Particularly in a bench role, all of the above could be useful.

Kelly Oubre Jr. averaged a career-high 20.3 points with the Charlotte Hornets in 2022-23, but injuries limited him to only 48 games. His 49.7 effective field-goal percentage was also his lowest since 2017-18, and it was way below the league average of 54.5.
Inefficiency and questionable shot selection are real concerns, but that kind of scoring upside could help most benches, especially if Oubre was the seventh or eighth man. At this point in free agency, that’s probably the kind of role he’s looking at.

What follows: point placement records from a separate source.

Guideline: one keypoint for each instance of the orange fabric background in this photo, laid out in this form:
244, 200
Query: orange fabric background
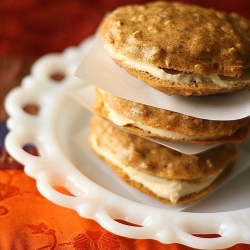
29, 29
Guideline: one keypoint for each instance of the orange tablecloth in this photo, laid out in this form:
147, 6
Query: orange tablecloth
29, 29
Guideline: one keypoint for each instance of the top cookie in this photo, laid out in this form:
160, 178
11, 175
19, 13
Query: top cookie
179, 37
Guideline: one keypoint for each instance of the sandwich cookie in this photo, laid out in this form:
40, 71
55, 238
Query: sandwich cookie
163, 173
163, 124
179, 48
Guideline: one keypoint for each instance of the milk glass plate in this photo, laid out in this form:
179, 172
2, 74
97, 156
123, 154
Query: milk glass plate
59, 132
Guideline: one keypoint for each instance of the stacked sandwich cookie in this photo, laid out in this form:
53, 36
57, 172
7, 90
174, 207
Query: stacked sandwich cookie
177, 49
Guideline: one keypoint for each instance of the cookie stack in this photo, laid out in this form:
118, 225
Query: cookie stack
177, 49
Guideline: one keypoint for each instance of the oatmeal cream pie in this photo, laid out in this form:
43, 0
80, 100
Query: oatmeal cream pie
158, 171
179, 48
145, 120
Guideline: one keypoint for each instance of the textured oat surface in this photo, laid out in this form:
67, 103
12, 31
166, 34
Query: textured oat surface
150, 157
186, 38
209, 131
181, 37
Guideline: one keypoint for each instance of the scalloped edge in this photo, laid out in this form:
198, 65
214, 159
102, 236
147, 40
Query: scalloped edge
50, 169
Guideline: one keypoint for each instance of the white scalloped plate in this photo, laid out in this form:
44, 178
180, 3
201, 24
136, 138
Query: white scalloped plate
58, 131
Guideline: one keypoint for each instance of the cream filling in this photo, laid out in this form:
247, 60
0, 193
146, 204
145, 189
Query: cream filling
120, 120
176, 76
170, 189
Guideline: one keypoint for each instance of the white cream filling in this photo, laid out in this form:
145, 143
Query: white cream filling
170, 189
178, 76
120, 120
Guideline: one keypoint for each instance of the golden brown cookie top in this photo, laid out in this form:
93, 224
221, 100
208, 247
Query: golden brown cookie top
147, 156
182, 37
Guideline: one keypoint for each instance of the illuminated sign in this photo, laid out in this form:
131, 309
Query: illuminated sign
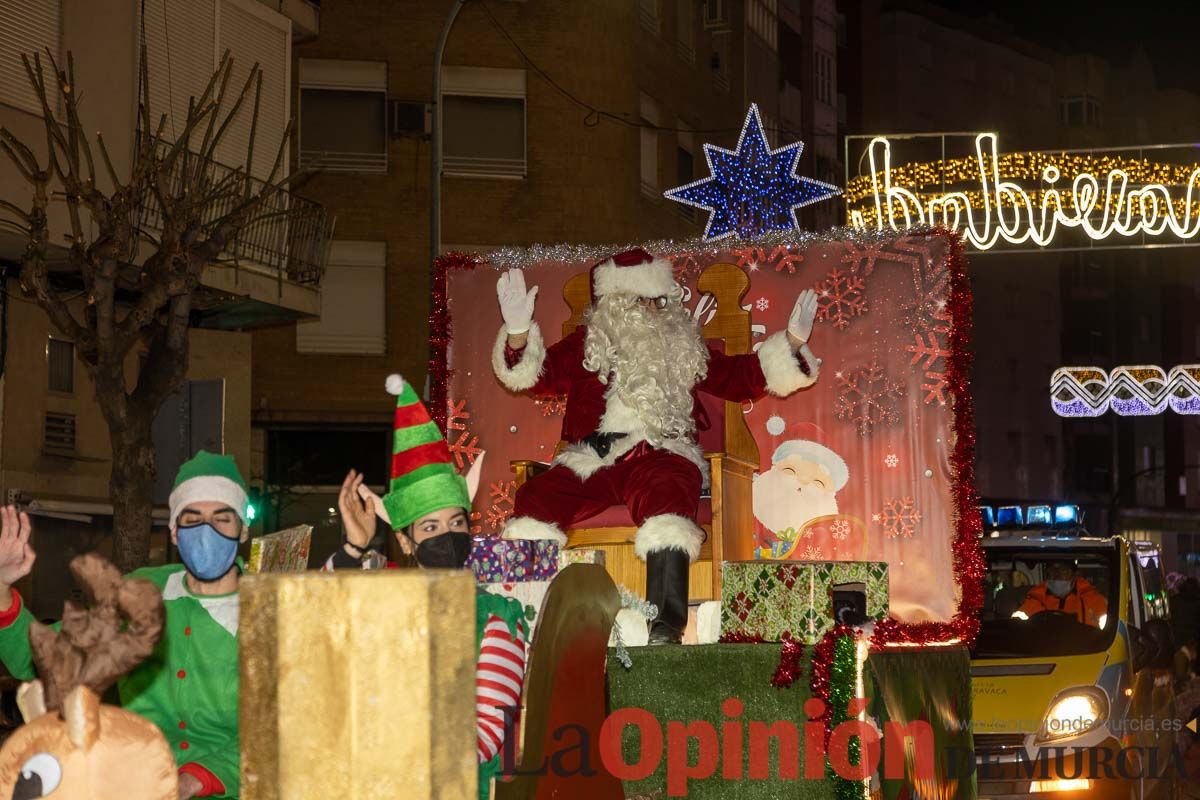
1027, 198
1127, 391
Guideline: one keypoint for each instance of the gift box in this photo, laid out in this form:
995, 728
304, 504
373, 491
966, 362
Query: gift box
579, 555
531, 594
503, 560
333, 663
768, 599
285, 551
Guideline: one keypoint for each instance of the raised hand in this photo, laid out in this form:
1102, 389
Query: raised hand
16, 554
516, 304
358, 512
799, 324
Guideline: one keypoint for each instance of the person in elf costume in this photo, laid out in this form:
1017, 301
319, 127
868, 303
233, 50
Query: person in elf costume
189, 685
427, 506
631, 373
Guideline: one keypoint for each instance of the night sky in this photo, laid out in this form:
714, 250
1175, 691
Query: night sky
1111, 30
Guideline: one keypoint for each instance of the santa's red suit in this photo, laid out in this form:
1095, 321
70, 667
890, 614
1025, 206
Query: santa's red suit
609, 459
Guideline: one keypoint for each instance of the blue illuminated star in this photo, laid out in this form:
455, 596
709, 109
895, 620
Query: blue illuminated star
753, 188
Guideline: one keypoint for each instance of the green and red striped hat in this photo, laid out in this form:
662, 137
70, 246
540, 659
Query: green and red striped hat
424, 479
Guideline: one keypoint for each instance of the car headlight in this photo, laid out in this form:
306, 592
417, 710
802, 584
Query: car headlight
1074, 713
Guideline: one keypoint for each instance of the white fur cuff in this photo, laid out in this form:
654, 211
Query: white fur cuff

That doesn’t necessarily mean he couldn’t inch his way up a depth chart. Oubre is only 27, and he has the kind of size and positional ambiguity that could make him a nice fit in a positionless scheme.

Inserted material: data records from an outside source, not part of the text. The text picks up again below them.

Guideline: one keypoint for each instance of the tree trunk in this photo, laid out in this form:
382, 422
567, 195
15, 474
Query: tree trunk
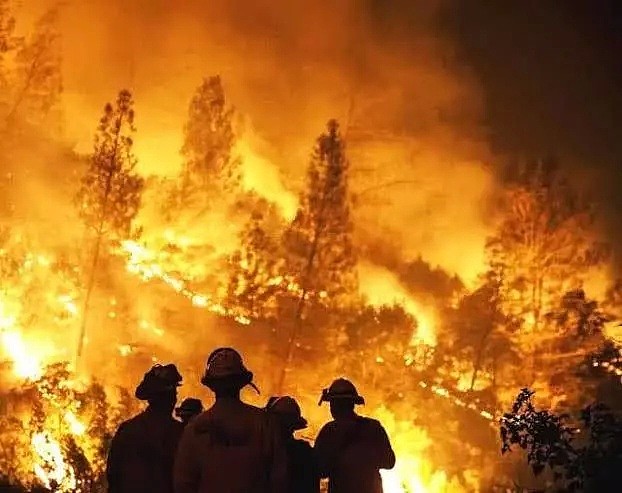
478, 357
308, 270
87, 298
100, 230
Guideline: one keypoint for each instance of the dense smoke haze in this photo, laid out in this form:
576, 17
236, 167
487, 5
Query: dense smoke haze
426, 247
412, 116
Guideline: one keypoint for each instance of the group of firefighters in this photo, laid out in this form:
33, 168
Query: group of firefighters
234, 447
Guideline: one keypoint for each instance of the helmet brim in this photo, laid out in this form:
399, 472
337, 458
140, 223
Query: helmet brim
357, 399
145, 392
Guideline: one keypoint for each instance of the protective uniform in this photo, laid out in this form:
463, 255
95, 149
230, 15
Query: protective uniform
232, 447
142, 452
351, 451
188, 409
302, 469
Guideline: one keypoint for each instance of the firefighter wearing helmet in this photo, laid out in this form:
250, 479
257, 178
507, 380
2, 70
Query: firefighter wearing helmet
142, 452
351, 449
232, 447
188, 409
303, 474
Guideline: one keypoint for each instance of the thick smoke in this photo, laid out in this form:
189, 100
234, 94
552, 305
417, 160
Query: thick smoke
411, 116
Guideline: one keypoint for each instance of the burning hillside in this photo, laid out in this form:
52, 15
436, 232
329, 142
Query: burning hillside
206, 213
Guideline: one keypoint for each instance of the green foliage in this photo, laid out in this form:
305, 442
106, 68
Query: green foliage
319, 240
110, 193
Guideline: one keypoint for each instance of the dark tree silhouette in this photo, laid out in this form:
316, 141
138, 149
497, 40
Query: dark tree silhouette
319, 241
110, 193
584, 458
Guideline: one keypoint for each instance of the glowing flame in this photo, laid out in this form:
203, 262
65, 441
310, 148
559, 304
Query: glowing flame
412, 473
25, 365
381, 287
75, 425
51, 468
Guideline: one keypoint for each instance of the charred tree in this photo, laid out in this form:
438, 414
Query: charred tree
543, 247
256, 278
319, 241
110, 192
35, 85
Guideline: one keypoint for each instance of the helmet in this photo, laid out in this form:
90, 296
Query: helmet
189, 406
341, 389
157, 380
287, 410
226, 364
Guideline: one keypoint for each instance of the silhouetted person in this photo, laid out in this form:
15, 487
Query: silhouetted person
232, 447
188, 409
302, 470
142, 451
351, 449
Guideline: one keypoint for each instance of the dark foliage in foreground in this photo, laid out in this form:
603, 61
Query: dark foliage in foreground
581, 457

P.J. Washington almost certainly couldn’t have imagined finding himself in the so-called “bargain bin” when free agency started. In the last season of his rookie contract, he put up a career-high 15.7 points with the Charlotte Hornets.

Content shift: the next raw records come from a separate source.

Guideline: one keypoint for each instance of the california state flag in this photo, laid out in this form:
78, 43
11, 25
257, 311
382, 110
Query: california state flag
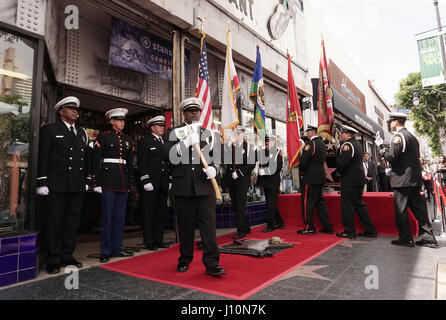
229, 112
294, 121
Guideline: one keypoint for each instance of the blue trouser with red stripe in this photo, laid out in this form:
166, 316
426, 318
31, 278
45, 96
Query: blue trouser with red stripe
113, 209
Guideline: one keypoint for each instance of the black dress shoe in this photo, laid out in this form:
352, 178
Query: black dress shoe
182, 267
403, 243
53, 268
427, 243
72, 262
122, 254
268, 229
215, 271
307, 231
162, 245
239, 236
368, 234
346, 235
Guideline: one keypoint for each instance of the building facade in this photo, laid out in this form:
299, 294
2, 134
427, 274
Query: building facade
50, 49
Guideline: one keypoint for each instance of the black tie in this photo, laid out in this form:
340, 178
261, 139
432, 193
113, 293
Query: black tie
73, 135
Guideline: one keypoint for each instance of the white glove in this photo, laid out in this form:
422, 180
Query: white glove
42, 191
98, 189
210, 172
379, 141
191, 139
148, 187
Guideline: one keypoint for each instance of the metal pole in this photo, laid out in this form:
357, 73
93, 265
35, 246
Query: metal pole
441, 38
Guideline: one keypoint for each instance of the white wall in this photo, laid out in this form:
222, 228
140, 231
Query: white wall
245, 33
315, 29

However, several teams around the league spent their cap space by absorbing contracts through trades. That’s left Washington out in the cold and potentially open to returning to the Hornets on his one-year, $8.5 million qualifying offer, according to Sean Deveney of Heavy.
A sign-and-trade could also be an option, but most rosters seem set ahead of training camp, with the exception of the outstanding Damian Lillard or James Harden trades. Whichever team does get Washington for 2023-24 would have one of the game’s more versatile forwards, though.
There are only 14 players in NBA history who match or exceed all of Washington’s career marks for rebounding percentage, assist percentage, block percentage and steal percentage. It probably comes as no surprise that Washington leads that list in career three-point percentage.

Despite inconsistent roles and playing time, particularly in 2022-23 with the Dallas Mavericks, Christian Wood has been one of the most uniquely productive big men in the NBA over the last three years.
Over that stretch, he’s averaged 18.1 points, 8.9 rebounds, 2.0 assists, 1.8 threes and 1.1 blocks in only 29.3 minutes per game while shooting 38.1 percent from deep. And if you think those are just empty-calorie numbers from someone who doesn’t meaningfully contribute to winning, bear in mind that Wood’s teams’ net ratings have been slightly better when he plays in recent years.
Dallas, which finished last season at 38-44, had a winning record (9-8) in the 17 games Wood started.
Wood turns 28 in September. He’s heading into his prime and could be playing on a veteran-minimum contract in 2023-24. Whichever team lands him will almost certainly be getting a steal.